Posted on November 12, 2006

Cooking and eating are, for me, two very distinctly seperate pleasures. Queerly enough, the detached tranquility that creativity in the kitchen confers upon me is infrequently accompanied by a desire to eat what has been created. In my little world, the inspiration to cook usually begins with hunger (or, at least the realization that I must eat something), and once I’ve triangulated precisely what my palate desires, laboring painstakingly for hours over the smallest details is a thing I involuntarily wallow in. I rarely eat in restaurants, and everything I cook for myself is wrought almost entirely from scratch. Resultantly, I get lost in the focus of flavor orchestration and become blissfully removed. But once the idea is consummated, I’m usually sated by the work itself.

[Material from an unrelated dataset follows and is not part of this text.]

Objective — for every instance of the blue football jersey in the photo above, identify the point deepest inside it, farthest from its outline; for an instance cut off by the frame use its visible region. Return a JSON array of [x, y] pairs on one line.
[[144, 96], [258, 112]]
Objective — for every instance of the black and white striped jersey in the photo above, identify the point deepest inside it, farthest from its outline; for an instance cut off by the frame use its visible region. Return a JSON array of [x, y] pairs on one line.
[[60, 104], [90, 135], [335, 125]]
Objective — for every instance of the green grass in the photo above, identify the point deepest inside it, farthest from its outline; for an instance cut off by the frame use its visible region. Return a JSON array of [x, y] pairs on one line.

I suppose it’s for this reason that I’m primarily wont to concoct numbingly simple preparations when I’m truly hungry. If it’s a quick dish, it should have no more than four ingredients and be cooked in a single vessel. Smoked, stewed, braised, and simmered dishes work out well too, even if they’re a little more involved. After thirty minutes of prep, I can leave the heap to cook for a few hours and be truly ravenous when the transformation into food is complete.

The best strategies are often just as doomed for failure as the worst.

How a preparation as simple and normally expedient as bruschetta can suddenly occupy two hours of a truly hungry person’s time is beyond me, but it happened. The result occupies the plate in the image here.

seabiscuits.jpg

I’ll tell you what went into it when I’ve recovered the time I wasted writing what you read above.